Spatial Planning and Territorial Governance
Introduction
This theme encompasses a range of policy-related work, linked to underlying ideas about the search for territorially-based policy and institutional ‘fixes’ to different planning problems at a variety of spatial scales. Much of the work under this theme is pursued under the aegis of the Centre for Urban Policy Studies (CUPS), a multi-disciplinary research centre originally founded in 1983 and spanning the disciplines of Geography and Planning. CUPS’s founding director, Brian Robson, became Emeritus Professor in 2005, and management of the centre is now undertaken jointly through Professor Cecilia Wong as Executive Director and Iain Deas as Associate Director, alongside Professor Robson as the other member of the Centre’s Executive management group.
The first of three research sub-themes centres on the evaluation of urban regeneration initiatives, continuing longstanding CUPS interest in this area. Research has included major government-commissioned evaluation of flagship regeneration programmes, such as the national evaluation of the New Deal for Communities initiative and the evaluation of the National Strategy for Neighbourhood Renewal. CUPS research has also looked more broadly at the effectiveness of efforts to manage regeneration interventions across and within cities, for example through work on the accreditation of Local Strategic Partnerships and on the efficacy of Urban Regeneration Companies (both for DCLG). CUPS has, as part of its mission, the goal of engaging with policy practitioners, and to that end research activities within this sub-theme has included numerous evaluations of regeneration partnerships such as the EU URBAN-funded Moss Side and Hulme Partnership and the Old Trafford and Gorse Hill SRB Partnership.

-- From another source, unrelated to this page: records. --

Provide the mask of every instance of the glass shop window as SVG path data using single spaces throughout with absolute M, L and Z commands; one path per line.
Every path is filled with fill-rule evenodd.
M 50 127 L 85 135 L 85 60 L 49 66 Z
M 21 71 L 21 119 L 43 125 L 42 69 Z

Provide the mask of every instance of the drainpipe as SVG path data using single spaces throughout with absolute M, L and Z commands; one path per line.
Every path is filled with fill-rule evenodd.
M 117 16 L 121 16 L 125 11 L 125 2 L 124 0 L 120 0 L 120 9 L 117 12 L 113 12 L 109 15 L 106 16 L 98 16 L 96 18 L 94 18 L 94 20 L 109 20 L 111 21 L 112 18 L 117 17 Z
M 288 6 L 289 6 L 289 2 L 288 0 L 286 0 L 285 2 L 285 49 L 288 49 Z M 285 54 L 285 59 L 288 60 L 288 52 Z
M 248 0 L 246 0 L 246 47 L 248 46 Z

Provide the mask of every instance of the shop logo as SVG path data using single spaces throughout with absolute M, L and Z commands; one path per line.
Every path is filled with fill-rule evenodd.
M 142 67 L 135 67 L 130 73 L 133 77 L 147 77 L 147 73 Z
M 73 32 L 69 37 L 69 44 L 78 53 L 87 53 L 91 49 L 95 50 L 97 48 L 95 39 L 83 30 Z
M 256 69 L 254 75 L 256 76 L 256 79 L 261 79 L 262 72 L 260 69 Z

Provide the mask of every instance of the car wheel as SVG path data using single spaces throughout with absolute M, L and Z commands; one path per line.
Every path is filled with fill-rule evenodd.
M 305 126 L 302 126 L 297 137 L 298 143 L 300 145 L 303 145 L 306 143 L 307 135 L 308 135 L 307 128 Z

A second sub-theme focuses on the development of quantitative indicators to measure the changing nature of urban areas. This involves research on how cities and their neighbourhoods work and change over time, and on how best that can be measured. Part of this involves established interest in developing quantitative indicators through which to measure the changing nature of urban areas. Examples include work on socio-economic circumstances in cities (through, for instance, the ODPM town and city indicators project and the NWDA single programming monitoring study); work on urban competitiveness (for ESRC, as part of the Cities programme); research on developing neighbourhood level data (for DCLG); work on deprivation measurement (for the Greater London Authority, the Welsh Assembly and other funders); the development of a baseline study for regeneration in South Manchester (for Manchester City Council); and investigation of the relationship between people- and place-based patterns of deprivation and the implications for policy initiatives (for the DCLG-funded evaluation of the National Strategy for Neighbourhood Renewal). A more recent area of interest emerging as part of this sub-theme centres on the application of GIS techniques to urban planning and policy problems at the neighbourhood scale. Current research on utilising digital communications to enhance citizen participation and provide support systems for decision-making (for example, through the EU Intelcities project), is helping to take this theme forward.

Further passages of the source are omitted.